Contributing to a retirement plan is one of the best tax shelters available to you duringg your working years. Recently, the IRS announced that most of retirement savings limits will increase for 2007.
Most working professionals have access to a 401(k) plan or a 403(b) plan at work. Amounts contributed to these plans generally reduce your taxable earnings and always grow tax deferred. This year, you can contribute up to $15,500 into a 401(k) or 403(b) plan through salary deferrals.
Looking to set your 2007 monthly budget? To max out your 401(k) or 403(b) salary deferrals nextt year, instruct your employer to withhold $1,291.67 per month from your pay.
Anyone 50 or older by December 31, 2007 can contribute an extra $5,000 into their 401(k) or 403(b) plan through salary deferrals next year for a total annual contribution of $20,500, or $1,708.33 per month.
Many smaller employers offer their staff access to SIMPLE/IRAs instead.
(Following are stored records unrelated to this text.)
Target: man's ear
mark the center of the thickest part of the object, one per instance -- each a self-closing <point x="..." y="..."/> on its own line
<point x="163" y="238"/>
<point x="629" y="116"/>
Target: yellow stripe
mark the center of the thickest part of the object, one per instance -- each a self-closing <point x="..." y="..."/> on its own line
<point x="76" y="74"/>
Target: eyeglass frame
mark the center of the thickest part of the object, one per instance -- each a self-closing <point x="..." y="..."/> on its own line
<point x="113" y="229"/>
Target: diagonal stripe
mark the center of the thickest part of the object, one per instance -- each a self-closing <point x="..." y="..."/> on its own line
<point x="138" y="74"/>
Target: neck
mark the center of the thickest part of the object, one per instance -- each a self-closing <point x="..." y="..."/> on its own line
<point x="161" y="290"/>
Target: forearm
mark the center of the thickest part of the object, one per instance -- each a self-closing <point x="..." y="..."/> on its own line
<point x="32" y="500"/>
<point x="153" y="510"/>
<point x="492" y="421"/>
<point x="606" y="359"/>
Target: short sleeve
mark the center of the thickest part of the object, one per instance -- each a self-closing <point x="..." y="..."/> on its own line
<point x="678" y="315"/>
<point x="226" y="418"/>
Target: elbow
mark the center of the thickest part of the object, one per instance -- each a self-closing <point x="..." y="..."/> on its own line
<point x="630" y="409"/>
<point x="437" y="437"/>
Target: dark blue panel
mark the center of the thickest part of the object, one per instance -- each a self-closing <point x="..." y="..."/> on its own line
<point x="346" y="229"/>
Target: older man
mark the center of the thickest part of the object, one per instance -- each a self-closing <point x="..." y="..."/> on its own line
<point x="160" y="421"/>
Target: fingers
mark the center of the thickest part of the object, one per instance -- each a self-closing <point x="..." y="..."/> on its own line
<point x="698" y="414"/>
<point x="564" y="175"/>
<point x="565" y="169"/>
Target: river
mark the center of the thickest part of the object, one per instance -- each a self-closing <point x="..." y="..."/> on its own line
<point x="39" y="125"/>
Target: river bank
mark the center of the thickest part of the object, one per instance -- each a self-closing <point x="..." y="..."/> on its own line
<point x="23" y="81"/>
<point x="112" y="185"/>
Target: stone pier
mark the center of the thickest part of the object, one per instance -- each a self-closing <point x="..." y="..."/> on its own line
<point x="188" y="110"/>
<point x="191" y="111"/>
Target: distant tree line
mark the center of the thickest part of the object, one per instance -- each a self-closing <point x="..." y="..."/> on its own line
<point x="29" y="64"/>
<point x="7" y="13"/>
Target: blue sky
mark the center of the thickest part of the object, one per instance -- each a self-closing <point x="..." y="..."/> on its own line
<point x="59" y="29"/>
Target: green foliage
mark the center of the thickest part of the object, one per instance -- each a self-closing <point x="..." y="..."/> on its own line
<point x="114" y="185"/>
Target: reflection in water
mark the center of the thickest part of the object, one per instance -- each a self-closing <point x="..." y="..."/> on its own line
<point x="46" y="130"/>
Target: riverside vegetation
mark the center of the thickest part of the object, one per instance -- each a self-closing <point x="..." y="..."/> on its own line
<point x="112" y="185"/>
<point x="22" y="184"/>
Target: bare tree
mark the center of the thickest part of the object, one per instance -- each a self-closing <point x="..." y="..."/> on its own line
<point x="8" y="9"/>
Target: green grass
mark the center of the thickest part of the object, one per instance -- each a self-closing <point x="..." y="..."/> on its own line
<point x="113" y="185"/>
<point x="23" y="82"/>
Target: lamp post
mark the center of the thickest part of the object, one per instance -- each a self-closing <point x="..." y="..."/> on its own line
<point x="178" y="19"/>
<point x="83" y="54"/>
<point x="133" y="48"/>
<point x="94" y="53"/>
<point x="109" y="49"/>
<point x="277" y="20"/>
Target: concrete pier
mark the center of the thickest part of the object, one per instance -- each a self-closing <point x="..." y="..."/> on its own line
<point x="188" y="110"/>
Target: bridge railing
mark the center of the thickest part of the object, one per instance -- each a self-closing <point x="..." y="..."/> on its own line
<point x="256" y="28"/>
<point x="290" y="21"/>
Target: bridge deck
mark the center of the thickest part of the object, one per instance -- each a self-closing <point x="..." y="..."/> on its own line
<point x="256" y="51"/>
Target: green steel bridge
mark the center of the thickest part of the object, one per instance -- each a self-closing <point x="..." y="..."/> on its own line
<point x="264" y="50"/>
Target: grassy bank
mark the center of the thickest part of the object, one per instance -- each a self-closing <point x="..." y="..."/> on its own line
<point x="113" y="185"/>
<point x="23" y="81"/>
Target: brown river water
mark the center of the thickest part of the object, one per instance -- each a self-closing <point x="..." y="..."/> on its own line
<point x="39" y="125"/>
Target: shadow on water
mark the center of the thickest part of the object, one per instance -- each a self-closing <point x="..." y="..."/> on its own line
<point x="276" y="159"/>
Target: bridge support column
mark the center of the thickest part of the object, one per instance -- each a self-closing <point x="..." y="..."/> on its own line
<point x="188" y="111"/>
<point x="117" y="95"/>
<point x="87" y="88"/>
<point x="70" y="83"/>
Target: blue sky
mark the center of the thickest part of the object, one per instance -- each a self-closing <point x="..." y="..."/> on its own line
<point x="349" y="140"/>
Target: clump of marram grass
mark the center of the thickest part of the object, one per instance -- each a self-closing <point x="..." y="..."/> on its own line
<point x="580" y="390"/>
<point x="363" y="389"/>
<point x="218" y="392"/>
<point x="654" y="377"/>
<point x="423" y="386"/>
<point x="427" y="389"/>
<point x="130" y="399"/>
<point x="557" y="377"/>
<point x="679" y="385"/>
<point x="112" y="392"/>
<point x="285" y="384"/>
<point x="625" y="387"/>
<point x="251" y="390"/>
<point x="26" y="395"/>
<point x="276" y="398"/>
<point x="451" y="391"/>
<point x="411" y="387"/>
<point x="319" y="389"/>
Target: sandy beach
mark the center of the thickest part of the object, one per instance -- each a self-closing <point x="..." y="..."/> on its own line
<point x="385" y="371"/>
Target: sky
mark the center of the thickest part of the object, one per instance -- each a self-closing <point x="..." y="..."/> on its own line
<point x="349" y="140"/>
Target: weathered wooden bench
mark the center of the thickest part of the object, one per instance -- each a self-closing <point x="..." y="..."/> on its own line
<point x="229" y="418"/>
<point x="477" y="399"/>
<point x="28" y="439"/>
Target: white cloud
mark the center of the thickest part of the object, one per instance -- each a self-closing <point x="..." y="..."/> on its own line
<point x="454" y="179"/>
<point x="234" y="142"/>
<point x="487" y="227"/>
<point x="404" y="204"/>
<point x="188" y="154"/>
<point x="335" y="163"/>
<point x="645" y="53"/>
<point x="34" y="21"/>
SIMPLE's work just like 401(k) plans, which means it's up to you to fund your account through salary deferrals. For 2007, the maximum contribution into your SIMPLE is $10,500, or $875.00 per month. Anyone 50 or older by December 31st can sock away an additional $2,500 in 2007, for a total annual contribution of $13,000, or $1,083.33 per month.
Are you self-employed? Each year, you can contribute up to 20% of your net self-employment income into a SEP IRA. The maximum contribution for 2007 is $45,000, or $3,750 per month.
Solo 401(k)'s are an attractive alternative to many sole proprietors and business owners with no full time employees (those who work more than 1,000 hours per year) besides a spouse. If you don't have access to a 401(k) or 403(b) plan through another employer, the Solo 401(k) plan makes it easier for you hit next year's max of $45,000. If you're 50 or older, your maximum contribution into a Solo 401(k) jumps to $50,000, or $4,166.67 per month.
And don't forget about IRA's. Even if you're covered under a retirement plan at work, you and your spouse can each contribute up to $4,000, or $333.33 per month, into a traditional IRA or Roth IRA next year, as long as your combined wages and net self-employment income exceeds the total amount contributed. Anyone 50 or older can contribute an extra $1,000, increasing the total allowable contribution to $5,000, or $416.67 per month.
Most people won't be able to max out these tax-advantaged retirement options unless they get on a budget and put away a set amount of money each month. With 2006 winding down, now's the time to start thinking about resetting your monthly retirement savings goals for 2007.